AI AssistantExperiments

Experiments

Run A/B tests on your playbooks to find out which version drives better outcomes — and make decisions based on real data, not guesswork.

Test your playbooks before you commit

Experiments (at AI Assistant > Experiments) let you compare two versions of a playbook side by side to see which one performs better in real conversations.

Instead of guessing whether a change to your playbook will help or hurt, you can run a controlled test, measure the results, and make a data-driven decision.

When to run an experiment

Experiments are most useful when you're considering a change that could meaningfully affect outcomes.

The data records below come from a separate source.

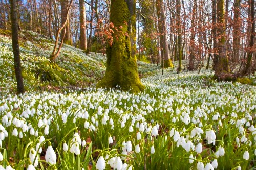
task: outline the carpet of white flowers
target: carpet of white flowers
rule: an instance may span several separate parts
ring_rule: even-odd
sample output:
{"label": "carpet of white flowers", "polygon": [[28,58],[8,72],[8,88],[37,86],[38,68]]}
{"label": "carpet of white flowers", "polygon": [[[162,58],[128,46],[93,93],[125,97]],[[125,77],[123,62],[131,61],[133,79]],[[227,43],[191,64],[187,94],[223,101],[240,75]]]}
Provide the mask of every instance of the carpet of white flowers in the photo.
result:
{"label": "carpet of white flowers", "polygon": [[[204,69],[155,71],[134,94],[96,89],[0,100],[6,169],[246,169],[256,155],[256,87]],[[0,169],[4,168],[0,166]]]}
{"label": "carpet of white flowers", "polygon": [[[0,170],[255,169],[256,86],[218,82],[204,68],[162,76],[138,66],[147,76],[137,94],[93,86],[2,93]],[[15,80],[2,68],[5,90]]]}
{"label": "carpet of white flowers", "polygon": [[[29,38],[29,40],[20,38],[23,76],[27,89],[38,89],[48,85],[50,83],[47,79],[50,79],[50,84],[54,86],[76,85],[81,87],[94,82],[96,79],[94,77],[99,79],[103,76],[106,68],[105,56],[94,53],[86,54],[81,50],[64,45],[54,64],[49,59],[53,41],[30,31],[24,31],[20,34],[21,37]],[[1,91],[13,91],[16,84],[12,41],[10,36],[1,34],[0,68],[0,94]],[[85,74],[89,76],[84,76]]]}

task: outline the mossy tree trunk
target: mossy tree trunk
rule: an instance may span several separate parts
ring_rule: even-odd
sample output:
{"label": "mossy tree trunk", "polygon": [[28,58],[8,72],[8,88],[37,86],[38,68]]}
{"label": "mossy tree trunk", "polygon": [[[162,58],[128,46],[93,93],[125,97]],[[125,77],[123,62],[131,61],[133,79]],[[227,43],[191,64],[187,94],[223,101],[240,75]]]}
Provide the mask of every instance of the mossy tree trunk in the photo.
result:
{"label": "mossy tree trunk", "polygon": [[215,56],[213,68],[215,76],[219,78],[223,73],[230,72],[228,59],[227,54],[226,43],[226,23],[225,19],[224,0],[219,0],[217,2],[217,23],[218,55]]}
{"label": "mossy tree trunk", "polygon": [[14,70],[17,81],[17,89],[18,93],[23,93],[25,90],[22,75],[22,64],[19,57],[18,22],[17,21],[17,1],[16,0],[10,0],[10,4],[11,5],[12,49],[14,59]]}
{"label": "mossy tree trunk", "polygon": [[164,68],[173,67],[173,63],[170,57],[169,47],[166,35],[166,26],[163,0],[157,0],[157,12],[158,18],[158,30],[160,33],[160,43],[161,46],[161,55],[163,61],[162,66]]}
{"label": "mossy tree trunk", "polygon": [[[114,29],[112,45],[107,50],[106,73],[98,83],[97,87],[120,87],[123,90],[132,88],[132,92],[135,93],[144,89],[139,78],[135,56],[135,0],[111,0],[110,22],[122,33],[118,34],[117,31]],[[121,29],[120,26],[122,27]],[[124,33],[127,33],[128,36]]]}

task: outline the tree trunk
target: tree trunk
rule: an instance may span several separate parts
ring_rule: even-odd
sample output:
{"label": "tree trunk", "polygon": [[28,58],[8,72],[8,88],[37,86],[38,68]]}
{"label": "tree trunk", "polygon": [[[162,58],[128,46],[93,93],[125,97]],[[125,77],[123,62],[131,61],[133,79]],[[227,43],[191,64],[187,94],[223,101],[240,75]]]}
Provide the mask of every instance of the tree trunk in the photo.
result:
{"label": "tree trunk", "polygon": [[[251,67],[252,65],[252,56],[253,54],[253,50],[254,50],[253,48],[253,45],[254,45],[254,40],[255,37],[254,4],[255,4],[255,1],[251,0],[249,5],[250,11],[251,12],[250,17],[250,22],[251,22],[251,35],[250,38],[250,44],[249,46],[249,48],[247,54],[247,60],[246,62],[246,65],[245,65],[245,67],[244,67],[242,72],[242,74],[243,75],[249,74],[250,72],[251,68]],[[248,25],[249,25],[249,23],[248,23]],[[254,69],[255,69],[255,68]]]}
{"label": "tree trunk", "polygon": [[73,45],[73,40],[70,33],[70,25],[69,23],[69,15],[68,15],[68,5],[67,0],[60,1],[60,6],[61,7],[61,25],[65,25],[65,27],[66,27],[66,34],[64,34],[65,29],[62,29],[61,35],[65,35],[64,37],[62,38],[64,38],[63,43],[65,44]]}
{"label": "tree trunk", "polygon": [[241,21],[239,19],[240,16],[240,11],[239,7],[240,6],[241,0],[234,0],[234,12],[233,21],[233,60],[236,62],[239,61],[239,53],[240,48],[240,27]]}
{"label": "tree trunk", "polygon": [[226,24],[225,20],[224,0],[217,1],[217,18],[218,29],[217,33],[218,55],[215,56],[214,61],[214,70],[217,78],[220,78],[220,73],[229,72],[228,59],[227,56],[226,43]]}
{"label": "tree trunk", "polygon": [[192,18],[191,19],[191,37],[190,41],[190,53],[189,56],[188,57],[188,67],[187,69],[189,71],[193,71],[195,70],[194,61],[195,60],[195,39],[196,38],[196,29],[195,29],[195,23],[196,23],[196,14],[197,13],[197,1],[194,2],[194,4],[193,5],[193,9],[192,11]]}
{"label": "tree trunk", "polygon": [[91,44],[92,41],[92,34],[93,32],[93,0],[91,1],[91,19],[90,20],[90,34],[88,37],[88,43],[87,43],[87,49],[86,50],[87,53],[89,53],[90,48],[91,48]]}
{"label": "tree trunk", "polygon": [[11,5],[12,49],[14,60],[14,70],[17,81],[17,89],[18,93],[23,93],[25,90],[22,75],[22,64],[19,57],[16,0],[10,0],[10,4]]}
{"label": "tree trunk", "polygon": [[38,18],[38,12],[37,11],[37,6],[36,4],[36,0],[34,0],[33,1],[33,4],[34,4],[34,8],[35,9],[35,17],[36,17],[36,31],[37,33],[39,34],[41,34],[41,27],[40,26],[40,22],[39,21],[39,18]]}
{"label": "tree trunk", "polygon": [[52,0],[49,0],[49,15],[48,15],[48,31],[50,39],[52,39]]}
{"label": "tree trunk", "polygon": [[86,39],[86,15],[84,0],[79,0],[80,9],[80,48],[86,50],[87,48]]}
{"label": "tree trunk", "polygon": [[[116,38],[114,29],[113,43],[107,51],[106,70],[98,87],[120,87],[122,90],[139,92],[144,89],[138,75],[136,57],[136,1],[111,0],[110,22],[123,33]],[[127,23],[127,25],[125,24]],[[122,26],[121,29],[120,26]]]}
{"label": "tree trunk", "polygon": [[[50,60],[51,60],[51,62],[54,62],[55,59],[57,58],[57,57],[59,55],[59,54],[60,53],[60,50],[61,50],[62,46],[63,43],[64,42],[64,40],[65,40],[64,37],[65,37],[66,31],[67,31],[67,27],[66,27],[66,25],[67,25],[68,21],[69,20],[69,12],[70,11],[70,9],[71,8],[71,6],[72,4],[72,1],[73,0],[70,0],[70,2],[69,2],[69,3],[68,4],[67,4],[67,13],[66,13],[67,15],[65,16],[66,20],[65,21],[64,23],[63,23],[61,27],[59,28],[58,29],[58,32],[56,34],[56,41],[55,41],[55,43],[54,44],[54,47],[53,48],[53,50],[52,53],[51,54],[51,55],[50,56]],[[63,31],[62,31],[63,34],[61,34],[61,35],[62,36],[62,38],[61,38],[61,41],[60,42],[60,44],[59,44],[58,48],[59,35],[60,34],[60,32],[62,30],[63,30]],[[58,48],[58,50],[57,50],[57,48]]]}
{"label": "tree trunk", "polygon": [[177,69],[177,72],[181,72],[181,60],[182,59],[182,40],[181,40],[181,19],[180,17],[180,9],[181,4],[180,0],[177,1],[177,27],[178,27],[178,55],[179,60],[179,66]]}
{"label": "tree trunk", "polygon": [[163,64],[164,68],[173,67],[168,45],[164,9],[163,8],[163,0],[157,0],[156,8],[158,18],[158,30],[160,33],[161,55],[162,56],[162,59],[163,59],[163,61],[162,62],[162,65]]}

Good candidates include:

  • Changing the opening message in a lead qualification playbook
  • Testing a more direct vs. a more conversational approach
  • Trying a different sequence of questions to improve completion rates
  • Testing whether offering a demo early vs. late in the conversation affects conversion

If you're making a small, low-risk change (like fixing a typo), you don't need an experiment — just publish the update.

Setting up an experiment

  1. Go to AI Assistant > Experiments and click Create Experiment.
  2. Give the experiment a name (e.g., "Lead Qual - Direct vs. Conversational").
  3. Select the Playbook you want to test.
  4. Define your two variants:
    • Variant A — Usually the current version (your control).
    • Variant B — The version with your proposed change.
  5. Set the Traffic Split — how much of the incoming traffic each variant receives. A 50/50 split is standard, but you can weight it differently if you want to limit exposure to an untested version.
  6. Define your Success Metric — what you're measuring. Options typically include:
    • Playbook completion rate
    • Handoff rate (lower is usually better)
    • Lead qualification rate
    • Conversation resolution rate
  7. Click Start Experiment.

Reading the results

As conversations flow through the experiment, Autoch.at tracks the performance of each variant. You can check the results at any time on the Experiments page.

The results show:

MetricWhat it tells you
ConversationsHow many conversations each variant has handled
Completion rateWhat percentage of conversations reached the playbook's goal
Handoff rateHow often each variant escalated to a human
Win probabilityA statistical estimate of which variant is performing better

Give your experiment enough time to collect statistically meaningful data before drawing conclusions. A sample size of at least 100 conversations per variant is a good starting point for most use cases.

Applying the winning variant

Once you're confident in the results:

  1. Click Declare Winner on the variant you want to keep.
  2. Autoch.at will publish that variant as the active version of the playbook and stop the experiment.
  3. The losing variant is archived but not deleted — you can reference it later.

If the experiment is inconclusive (no clear winner), you can extend it to collect more data, or try a more significant change in a new experiment.